Deletion of epidermal growth factor-like domains converts mammalian tolloid into a chordinase and effective procollagen C-proteinase

Abstract

Bone morphogenetic protein (BMP)-1 and mammalian tolloid (mTld) are Ca 2+-dependent metalloproteinases that result from alternative splicing of the bmp1 gene. They have different proteinase activities, e.g. BMP-1 effectively cleaves procollagen (an extracellular matrix protein) and chordin (a BMP antagonist), whereas mTld is a poor procollagen proteinase and will not cleave chordin in the absence of twisted gastrulation. This is perplexing because mTld (being the longer variant) might be expected to cleave all substrates cleaved by BMP-1. Studies have shown that the minimal structure for procollagen proteinase activity is proteinase-CUB1-CUB2 (BMP-1ΔEC3) and therefore lacking the epidermal growth factor (EGF)-like domain thought to account for the Ca2+ dependence of BMP-1. In this study we generated three deletion mutants of mTld that lacked either one or both EGF-like domains (referred to as "mTld-ΔEGF").
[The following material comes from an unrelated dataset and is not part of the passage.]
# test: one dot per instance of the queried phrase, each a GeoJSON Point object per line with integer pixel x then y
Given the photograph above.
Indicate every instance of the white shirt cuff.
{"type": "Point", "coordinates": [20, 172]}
The mutated proteins were poorly but sufficiently secreted from 293-EBNA cells for in vitro assays of procollagen and chordin cleavage. Most surprisingly, the mTld-ΔEGF mutants required Ca2+ for proteolytic activity, thereby showing that the EGF-like domains do not account for the Ca2+ dependence of BMP-1/mTld. Moreover, the mTld-ΔEGFs are effective procollagen proteinases and cleave chordin. Furthermore, BMP-1ΔEC3 cleaves chordin and requires Ca 2+ for activity. Studies using nondenaturing gels showed that mTld molecules lacking EGF-like domains have a loose conformation such that in the presence of Ca2+ binding sites for chordin and procollagen on the "BMP-1-part" of the molecule are exposed. We propose that the EGF-like domains could hold CUB4/5 domains in locations that exclude substrates cleavable by BMP-1.